With Great Power Comes Great Responsibility
When you log into a root user (superuser for non-technical folks) on most linux distributions, especially older ones, it hits you with the following message:
We trust you have received the usual lecture from the local System
Administrator. It usually boils down to these three things:
#1) Respect the privacy of others.
#2) Think before you type.
#3) With great power comes great responsibility.
root's password:
When I was in my older teenage years I got into “hacking“. I went to DEFCON (the biggest hacking conference in the world) when I was 17 (with my mom lol, she was the only one that would go with me). I kind of fell in love with the badge challenge, decompiling the code off of the PCB they give you as a conference badge and finding clues to their challenges. Spent countless hours in the lockpicking village. Bought a wifi pineapple that I had fun using on my highschool friends. Went to tons of talks Learned how to use a VPN. Opsec. Spent a little too much time in certain IRC servers. I am capable, but compared to some of the security folks I know, no means “good“ at it.

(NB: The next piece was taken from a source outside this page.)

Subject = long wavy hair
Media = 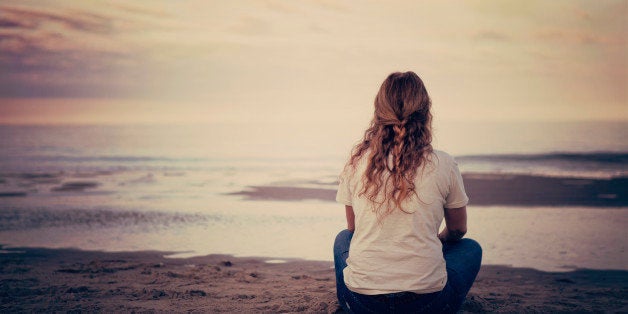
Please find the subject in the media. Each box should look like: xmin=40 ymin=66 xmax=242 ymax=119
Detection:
xmin=347 ymin=72 xmax=432 ymax=219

One interesting thing is that I think the most common types of hacks have nothing to do with computers at all. Computers give you the leverage a lot of the time, but more often than not the highest ROI is exploiting social loopholes to get ahead in life.
The thing with hackers is that it’s up to them whether they use their powers for good or evil. Integrity is something you can’t teach, and oftentimes with all of that power people will let it get to them that they can do anything. I haven’t seen this play out a lot, but I have seen it play out a few times where people who are very good at these things go down a bad path.
There’s a line to everything, starting and ending with putting others in harms way, and it’s important to know where it is. With great power comes great responsibility.